Neutrophils also contribute by releasing neutrophil extracellular traps (NETs), which sustain macrophage activation and endothelial dysfunction. Mast cells degranulate in response to inflammatory signals, releasing proteases that degrade extracellular matrix components and increase vascular permeability, reinforcing immune cell infiltration.

Smooth Muscle Migration and Extracellular Matrix Changes

As lesions progress, structural remodeling of the arterial wall occurs, driven by vascular smooth muscle cells (VSMCs) migrating from the medial layer into the intima. Normally, VSMCs regulate vascular tone and extracellular matrix (ECM) homeostasis. However, in response to platelet-derived growth factor (PDGF) and transforming growth factor-beta (TGF-β), they shift from a contractile to a synthetic phenotype, proliferating and secreting ECM components. This forms a fibrous cap that stabilizes plaques but can also contribute to maladaptive changes.

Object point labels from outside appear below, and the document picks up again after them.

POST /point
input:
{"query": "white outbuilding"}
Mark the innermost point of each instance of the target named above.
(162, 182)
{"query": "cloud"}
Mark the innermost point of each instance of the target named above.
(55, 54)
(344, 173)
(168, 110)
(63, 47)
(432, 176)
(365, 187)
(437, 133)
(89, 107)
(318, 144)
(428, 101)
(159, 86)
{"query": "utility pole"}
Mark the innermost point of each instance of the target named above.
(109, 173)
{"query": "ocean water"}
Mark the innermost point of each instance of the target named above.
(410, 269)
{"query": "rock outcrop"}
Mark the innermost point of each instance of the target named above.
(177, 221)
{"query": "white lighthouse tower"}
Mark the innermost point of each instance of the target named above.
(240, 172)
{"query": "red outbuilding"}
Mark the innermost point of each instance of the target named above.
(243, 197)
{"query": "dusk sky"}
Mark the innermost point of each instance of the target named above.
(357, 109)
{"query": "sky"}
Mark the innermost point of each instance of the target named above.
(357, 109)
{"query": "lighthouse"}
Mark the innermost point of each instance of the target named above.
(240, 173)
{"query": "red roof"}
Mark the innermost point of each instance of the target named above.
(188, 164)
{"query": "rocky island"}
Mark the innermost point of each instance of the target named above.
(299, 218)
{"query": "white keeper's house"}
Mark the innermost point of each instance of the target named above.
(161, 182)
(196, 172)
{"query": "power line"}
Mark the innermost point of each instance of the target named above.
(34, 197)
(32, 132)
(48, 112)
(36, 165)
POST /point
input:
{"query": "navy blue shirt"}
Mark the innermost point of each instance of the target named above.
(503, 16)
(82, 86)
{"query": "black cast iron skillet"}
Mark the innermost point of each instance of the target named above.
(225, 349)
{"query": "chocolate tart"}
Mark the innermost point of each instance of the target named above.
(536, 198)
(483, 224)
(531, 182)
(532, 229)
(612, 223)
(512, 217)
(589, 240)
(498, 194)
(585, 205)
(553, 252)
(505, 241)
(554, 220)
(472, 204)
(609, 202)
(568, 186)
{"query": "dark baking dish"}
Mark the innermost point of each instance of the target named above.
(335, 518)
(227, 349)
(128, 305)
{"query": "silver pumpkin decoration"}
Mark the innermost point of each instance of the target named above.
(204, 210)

The ECM composition, including collagen, elastin, and proteoglycans, determines plaque stability. Collagen types I and III, produced by VSMCs, reinforce the fibrous cap. However, an imbalance in ECM turnover—driven by matrix metalloproteinases (MMPs) and their inhibitors (TIMPs)—can weaken the plaque. MMP-9 degrades type IV collagen and elastin, increasing cap thinning risk. Excessive proteoglycan deposition further alters lesion structure, promoting lipoprotein retention and calcification.

Plaque Development and Instability

Mature plaques vary in stability depending on their structural composition. Stable plaques have thick fibrous caps composed of type I and III collagen, reinforced by VSMCs. However, an imbalance in ECM synthesis and degradation can lead to cap thinning. MMPs, particularly MMP-2 and MMP-9, degrade collagen and elastin, weakening the plaque. Simultaneously, VSMC apoptosis reduces ECM replenishment, further compromising structural integrity. Necrotic debris accumulation increases mechanical stress, making plaques prone to rupture.

When a plaque ruptures, its thrombogenic contents, including tissue factor and apoptotic debris, interact with circulating platelets and coagulation factors. This triggers an acute thrombotic response, forming an occlusive clot. Platelets adhere to the exposed subendothelial matrix via glycoprotein receptors like GPIb-IX-V, which bind von Willebrand factor. Platelet activation releases thromboxane A2 and adenosine diphosphate (ADP), amplifying aggregation and fibrin deposition. The extent of thrombus formation dictates clinical outcomes, from transient ischemia to complete arterial occlusion. In coronary arteries, this process underlies acute coronary syndromes, including myocardial infarction. In cerebral arteries, plaque rupture can lead to ischemic stroke.

The interplay between plaque composition, mechanical stress, and thrombotic potential determines whether an atherosclerotic lesion remains subclinical or causes a life-threatening vascular event.